Conclusion: When a Fuzzy search with multiple terms is run, and a result is selected, DT Pro is looking throughout the text at all possible spelling variants of each term. There’s the bottleneck. The CPU has a heck of a lot to do under this circumstance. By comparison, the Ignore case search requires DT Pro only to find and highlight the actual search terms before opening the document. The larger the document and the greater the number of terms in the Fuzzy search query, the greater the demand on processing power.

So don’t feel bad about your PowerBook. I’ll ask Christian if there’s any way to optimize the routine for opening a document from the Search results list.

cgrunenberg · January 3, 2006, 2:50pm

What’s the nature of the top entry? E.g. a PDF/PS document, a HTML page or rich text document? And how large is it?

Bill_DeVille · January 3, 2006, 6:42pm

Christian:

I’ve been experimenting with a number of Fuzzy searches today.

And I’m not having a problem opening documents in the results list from the “society affected which live” query string except for the text document that appeared at the top of the list. It’s a text file downloaded from Project Gutenberg, Darwin, The Descent of Man. Size is 1,821 KB. That’s the ONLY file that results in an endless spinning beach ball.
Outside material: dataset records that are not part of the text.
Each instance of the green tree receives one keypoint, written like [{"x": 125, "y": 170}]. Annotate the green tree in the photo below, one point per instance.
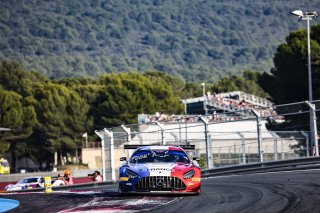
[{"x": 17, "y": 117}]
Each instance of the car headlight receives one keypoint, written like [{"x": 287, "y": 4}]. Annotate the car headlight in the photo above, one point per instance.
[
  {"x": 189, "y": 174},
  {"x": 131, "y": 174}
]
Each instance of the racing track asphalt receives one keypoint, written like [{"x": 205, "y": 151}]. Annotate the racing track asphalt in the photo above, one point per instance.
[{"x": 292, "y": 191}]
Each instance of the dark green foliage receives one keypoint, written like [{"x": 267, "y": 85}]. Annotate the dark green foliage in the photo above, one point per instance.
[
  {"x": 50, "y": 116},
  {"x": 195, "y": 40},
  {"x": 289, "y": 79}
]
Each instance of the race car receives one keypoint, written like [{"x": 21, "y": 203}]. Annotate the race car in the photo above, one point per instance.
[{"x": 159, "y": 169}]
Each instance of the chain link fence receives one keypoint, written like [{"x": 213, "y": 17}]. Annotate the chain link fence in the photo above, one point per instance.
[{"x": 221, "y": 139}]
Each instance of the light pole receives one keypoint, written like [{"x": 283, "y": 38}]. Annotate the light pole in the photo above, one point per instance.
[
  {"x": 307, "y": 16},
  {"x": 203, "y": 88}
]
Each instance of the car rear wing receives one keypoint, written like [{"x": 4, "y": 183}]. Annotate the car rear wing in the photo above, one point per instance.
[{"x": 131, "y": 146}]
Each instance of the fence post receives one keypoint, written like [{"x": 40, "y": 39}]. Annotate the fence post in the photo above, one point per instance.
[
  {"x": 242, "y": 147},
  {"x": 260, "y": 152},
  {"x": 275, "y": 145},
  {"x": 313, "y": 127},
  {"x": 103, "y": 154},
  {"x": 176, "y": 140},
  {"x": 208, "y": 146},
  {"x": 163, "y": 140},
  {"x": 113, "y": 170},
  {"x": 306, "y": 135}
]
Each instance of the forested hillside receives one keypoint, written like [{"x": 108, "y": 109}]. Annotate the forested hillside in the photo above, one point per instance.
[{"x": 198, "y": 40}]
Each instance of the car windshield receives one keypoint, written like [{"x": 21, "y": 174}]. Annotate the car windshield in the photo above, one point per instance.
[
  {"x": 159, "y": 156},
  {"x": 29, "y": 180}
]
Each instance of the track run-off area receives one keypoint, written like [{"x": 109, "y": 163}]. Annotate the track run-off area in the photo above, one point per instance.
[{"x": 282, "y": 191}]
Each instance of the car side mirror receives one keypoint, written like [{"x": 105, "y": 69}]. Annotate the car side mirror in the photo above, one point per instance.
[{"x": 123, "y": 159}]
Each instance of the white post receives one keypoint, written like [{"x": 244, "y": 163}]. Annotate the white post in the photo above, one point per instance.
[
  {"x": 275, "y": 145},
  {"x": 242, "y": 147},
  {"x": 260, "y": 152},
  {"x": 208, "y": 143},
  {"x": 313, "y": 127},
  {"x": 103, "y": 155},
  {"x": 113, "y": 170},
  {"x": 163, "y": 140},
  {"x": 306, "y": 135}
]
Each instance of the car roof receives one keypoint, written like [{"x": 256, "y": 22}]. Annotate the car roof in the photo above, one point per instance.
[{"x": 161, "y": 148}]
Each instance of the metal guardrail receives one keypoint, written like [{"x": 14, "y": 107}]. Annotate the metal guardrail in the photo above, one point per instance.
[
  {"x": 93, "y": 185},
  {"x": 293, "y": 164}
]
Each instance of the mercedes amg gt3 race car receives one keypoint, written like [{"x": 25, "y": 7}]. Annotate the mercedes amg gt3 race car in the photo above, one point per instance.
[{"x": 154, "y": 169}]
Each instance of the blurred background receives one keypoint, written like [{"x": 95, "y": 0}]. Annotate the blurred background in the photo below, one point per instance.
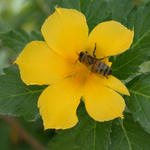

I’m able to open other, much larger text, HTML and PDF files without a problem.

Supposition: There’s something unique about that Gutenberg text file that causes a problem in the Fuzzy search results list when it’s selected for display. If I do an Ignore case for the single search term “Darwin”, that same file opens quickly.

John, I’m back to using Fuzzy searches again, as I’ve hit only one file so far that ties up DT Pro on my machine when selected. I’ll send a copy of that file to Christian. You may have run into a similar situation in your database. Try opening some of the other files in your Fuzzy search results list, starting with small ones, and see what happens.

cgrunenberg · January 4, 2006, 1:28pm

John & Bill,

I was able to speed up highlighting of occurrences in plain/rich text documents after a fuzzy search around 100 times. But it might still take a few seconds if a file is that huge and contains almost 2 million characters.